The calm result stands out against the country’s other strains. Here, at least, authority was renewed the peaceful way.
South Africa — Who Runs The Coalition
A Reshuffle Pre-Empted
A senior coalition partner announced a cabinet reshuffle before the President had decided. The move laid bare a quiet struggle over who really runs the unity government.
The President is known for taking his time over such choices. His partners, it seems, grew tired of waiting and moved first.
The Bargain Tested
It is the central tension of governing by coalition rather than majority. Power is shared, and so the question of who decides is never fully settled.
Beneath the noise, the economy is slowly mending. But the contest over authority could yet slow the recovery down.
Kenya — The Street Stirs Again
A Tax Law Looms
A new tax law for the coming year now awaits the President’s signature. The government is seeking fresh revenue ahead of next year’s elections.
Memories of last year’s deadly protests are stirring once more. Families of the victims have notified police of planned marches in early July.
A Restless Public
Kenya is a youthful nation that has shown it will take to the street. The contest over the budget keeps spilling out of parliament and into the open.
The government is courting young voters even as anger simmers. The question is whether the public accepts the new law or rejects it.
Nigeria — The Currency Slips
A Four-Week Low
The naira weakened to about 1,373 to the dollar, its lowest in four weeks. The slide kept pressure on businesses and households alike.
At the same time, manufacturers warned that credit to their sector had fallen sharply. The squeeze makes it harder for firms to invest and grow.
The Quiet Argument
Money carries the same argument about control in a quieter form. A weaker currency tests how firmly the authorities can steady the economy.
The reforms of recent years were meant to bring stability over time. For now, the strain is still being felt across the country.
The Sahel — The State Under Fire
Capitals Under Pressure
Armed groups keep pressing the military-led states across the central Sahel. A recent strike on Niamey’s strategic airport showed how exposed the capitals remain.
The juntas in Mali, Burkina Faso, and Niger have leaned on new partners. They have cut many of their old ties to Western governments.
The Contest By Force
Here the question of who governs is being settled with guns, not votes. It is the starkest form of the week’s argument over authority.
The states are fighting to hold their ground and their cities. Whether they can do so will shape the wider region’s stability.
Angola — The Quiet Reformer
A Steady Push
Angola is pressing on with a steady programme of economic reform.
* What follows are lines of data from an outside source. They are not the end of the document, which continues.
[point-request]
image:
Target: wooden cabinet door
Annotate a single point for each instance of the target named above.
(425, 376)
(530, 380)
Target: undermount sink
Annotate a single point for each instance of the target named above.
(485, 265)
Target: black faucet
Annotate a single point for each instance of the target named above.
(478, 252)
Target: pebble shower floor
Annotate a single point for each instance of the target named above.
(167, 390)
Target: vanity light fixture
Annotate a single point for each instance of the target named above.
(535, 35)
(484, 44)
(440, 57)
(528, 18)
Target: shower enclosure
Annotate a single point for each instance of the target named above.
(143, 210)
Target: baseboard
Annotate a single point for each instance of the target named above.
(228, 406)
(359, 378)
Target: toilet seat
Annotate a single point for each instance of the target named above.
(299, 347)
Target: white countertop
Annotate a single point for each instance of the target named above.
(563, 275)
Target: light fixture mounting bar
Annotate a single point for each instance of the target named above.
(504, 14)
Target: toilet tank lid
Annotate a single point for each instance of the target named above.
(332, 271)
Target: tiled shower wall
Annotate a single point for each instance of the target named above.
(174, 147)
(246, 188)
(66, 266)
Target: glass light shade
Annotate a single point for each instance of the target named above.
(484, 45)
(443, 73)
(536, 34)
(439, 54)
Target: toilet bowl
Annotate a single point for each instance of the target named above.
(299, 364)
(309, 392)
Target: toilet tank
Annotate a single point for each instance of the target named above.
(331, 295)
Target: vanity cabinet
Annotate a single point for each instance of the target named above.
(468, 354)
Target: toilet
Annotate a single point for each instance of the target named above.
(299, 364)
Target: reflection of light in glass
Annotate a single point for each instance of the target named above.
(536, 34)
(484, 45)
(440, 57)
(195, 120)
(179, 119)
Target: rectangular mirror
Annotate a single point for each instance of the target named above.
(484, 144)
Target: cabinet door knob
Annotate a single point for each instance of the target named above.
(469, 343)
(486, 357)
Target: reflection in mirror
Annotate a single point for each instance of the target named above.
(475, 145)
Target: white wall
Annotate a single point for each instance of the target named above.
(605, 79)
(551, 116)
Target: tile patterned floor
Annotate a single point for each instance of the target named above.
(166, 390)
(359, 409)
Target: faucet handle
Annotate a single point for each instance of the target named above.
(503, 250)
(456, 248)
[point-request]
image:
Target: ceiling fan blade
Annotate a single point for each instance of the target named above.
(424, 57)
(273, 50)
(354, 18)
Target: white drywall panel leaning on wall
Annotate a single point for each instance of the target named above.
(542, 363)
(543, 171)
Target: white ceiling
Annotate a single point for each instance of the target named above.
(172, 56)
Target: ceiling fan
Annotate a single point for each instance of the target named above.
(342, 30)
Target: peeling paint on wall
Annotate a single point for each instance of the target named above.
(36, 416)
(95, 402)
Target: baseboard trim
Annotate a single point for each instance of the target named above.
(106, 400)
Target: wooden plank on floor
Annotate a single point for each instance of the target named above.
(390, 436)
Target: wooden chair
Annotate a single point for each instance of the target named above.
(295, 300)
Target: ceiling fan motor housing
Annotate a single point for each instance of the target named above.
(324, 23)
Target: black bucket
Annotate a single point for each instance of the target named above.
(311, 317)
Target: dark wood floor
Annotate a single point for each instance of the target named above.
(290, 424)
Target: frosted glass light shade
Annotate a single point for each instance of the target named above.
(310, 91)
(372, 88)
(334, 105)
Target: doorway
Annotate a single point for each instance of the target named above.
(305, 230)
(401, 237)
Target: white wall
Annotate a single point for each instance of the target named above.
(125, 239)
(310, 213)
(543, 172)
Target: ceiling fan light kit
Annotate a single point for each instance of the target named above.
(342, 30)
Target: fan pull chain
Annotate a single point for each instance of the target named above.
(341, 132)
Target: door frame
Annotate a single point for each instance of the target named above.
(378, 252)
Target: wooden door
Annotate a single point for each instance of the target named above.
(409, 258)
The push runs from currency flexibility to building up secondary cities.
The aim is to move the economy away from its heavy reliance on oil. The changes are gradual but increasingly look like a real trend.
Discipline As An Answer
The country’s reply to pressure is patience rather than upheaval. It is choosing the slow, disciplined path toward a broader base.
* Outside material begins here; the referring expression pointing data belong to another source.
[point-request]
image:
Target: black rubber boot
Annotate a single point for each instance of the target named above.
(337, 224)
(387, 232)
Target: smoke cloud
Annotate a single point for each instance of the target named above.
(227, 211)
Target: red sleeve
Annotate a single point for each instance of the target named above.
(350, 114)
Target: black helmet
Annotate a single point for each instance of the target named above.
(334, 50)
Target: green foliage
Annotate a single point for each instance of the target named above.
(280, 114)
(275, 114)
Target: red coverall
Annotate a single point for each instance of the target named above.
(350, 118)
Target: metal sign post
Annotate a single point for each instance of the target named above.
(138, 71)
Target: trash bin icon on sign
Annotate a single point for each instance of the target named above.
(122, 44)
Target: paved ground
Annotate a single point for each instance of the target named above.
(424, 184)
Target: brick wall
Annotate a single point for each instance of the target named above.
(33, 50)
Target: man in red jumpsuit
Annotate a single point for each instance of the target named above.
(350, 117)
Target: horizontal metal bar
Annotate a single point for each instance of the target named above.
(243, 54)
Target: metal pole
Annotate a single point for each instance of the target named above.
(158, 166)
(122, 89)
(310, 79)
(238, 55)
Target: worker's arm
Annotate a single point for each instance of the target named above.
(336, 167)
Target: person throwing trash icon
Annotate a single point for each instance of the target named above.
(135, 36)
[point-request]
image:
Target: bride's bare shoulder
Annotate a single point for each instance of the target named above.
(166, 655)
That approach asks for trust that the payoff will come later. For now, the reforms are reshaping the economy piece by piece.
Egypt — The Discipline Holds
Grinding Through
Egypt keeps working through a tight reform programme backed by its lenders. The central bank has begun easing carefully as inflation slowly comes down.
The path has been long and the external financing needs remain heavy. But the broad direction has held steady through a difficult stretch.
Control And Patience
Egypt’s answer to its pressures is firm control and patience. It is managing its way through rather than gambling on a quick fix.
The early signs of easing inflation are a modest reward. The harder work of deeper reform still lies ahead.
West Africa — Ghana’s Rising Star
A Changing Order
Ghana’s economy is recovering, and forecasts now see it overtaking its western neighbour. The shift hints at a changing balance among West Africa’s larger economies.
A credible path back from crisis has restored some confidence. Investors are beginning to look at the country with fresh eyes.
Confidence Returns
It is a story of a nation steadily regaining its footing. The mood is one of cautious optimism after several hard years.
The rivalry between the region’s larger economies is heating up. Ghana’s revival is reshaping how that contest looks.
The Read
One question ran through the week across the continent, and it was a question of authority. In country after country, Africa was arguing with itself over who truly holds the power to decide.
In Nigeria, the voters answered, returning a governor in a state used to change, even as the naira slipped to a four-week low and manufacturers warned of a credit squeeze. In South Africa, the answer was murkier and fought inside the government, as a coalition partner moved on a cabinet reshuffle before the President had made up his mind, while in Kenya the question drifted back toward the street ahead of a tense July.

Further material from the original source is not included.